The leading exponent (with Ramsey Campbell) of the short horror story, the bulk of Dennis Etchison’s novel output to date has concentrated on superior movie adaptations (his fast and furious reading of Cronenberg’s Videodrome is particularly recommended) penned under the moniker of Jack Martin.

Now Jack Martin himself appears as an artist who discovers a child’s mutilated body on a beach, the latest in a string of disappearances that has decimated the local community. Elsewhere, Lissa works at a home for disturbed children – children themselves scared of disappearing, afraid of what they call the shadowman, the man with no face that comes in the fogs that swathe Shadow Bay. And then there is the gang of young boys who sneak around under cover of darkness, telling each other ghost stories until one of their number vanishes.

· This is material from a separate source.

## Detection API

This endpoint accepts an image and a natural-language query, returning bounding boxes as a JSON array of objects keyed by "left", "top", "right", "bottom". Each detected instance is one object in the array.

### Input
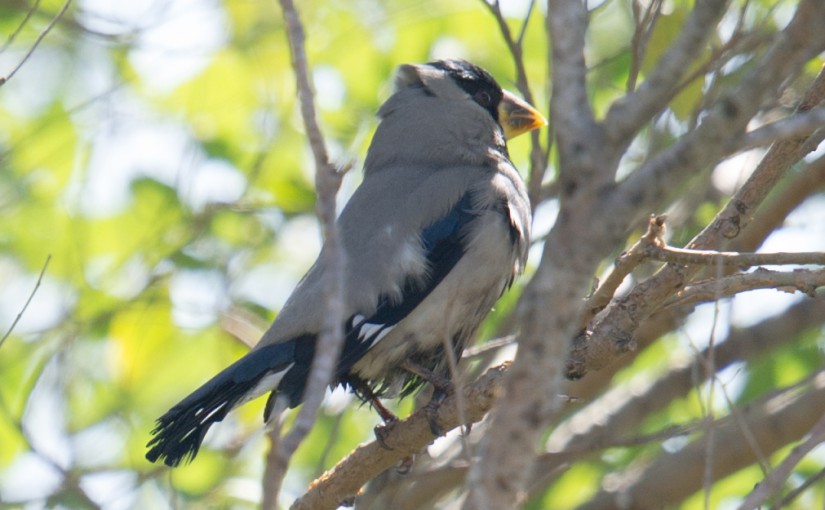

Although slightly hackneyed, there’s nothing intrinsically wrong with Etchison’s chosen stage here. His short stories have always overflowed with intense, almost suffocating atmospherics, and his portrait of this crepuscular, damp, shifting locale is satisfying in its marrow-chill. But against this background he shuffles his players with very little sense of urgency or characterisation. The four main protagonists – Martin, Lissa, Jack’s ex-wife Lee, and his friend Will – are all featureless, given little more than a string of mannerisms and perfunctory back stories in an effort to provide them with three dimensions. This lack of depth, and shifting focus from one to another to little effect, drags the novel down to a point from which it is unable to escape. It’s a mistake he didn’t make in his debut – Darkside – where for all the book ultimately fails, at least the family that form the core are more than sketched in.

Perhaps worse, however, is that for all Etchison has shown himself to be a master of the genre, Shadowman lacks any real air of menace about it. Where Darkside collapses at the climax into not very much at all, at least it succeeds in building a believable horrific core. Here though the book simply flounders on some well considered but ultimately badly utilised scenes, the use of cinematic references – cheesy exploitation and drive-ins – may have been in the author’s mind from the outset but feels tacked on and cheap.

From a writer of such undoubted talents, Shadowman cannot be seen as anything more than a severe disappointment. Until he either returns wholesale to short stories or comes up with the genuinely exciting, potent novel he must surely be capable of, Etchison watchers would be well advised to go back to his two outstanding collections, Red Dreams and The Dark Country and leave this half-cooked fare well alone.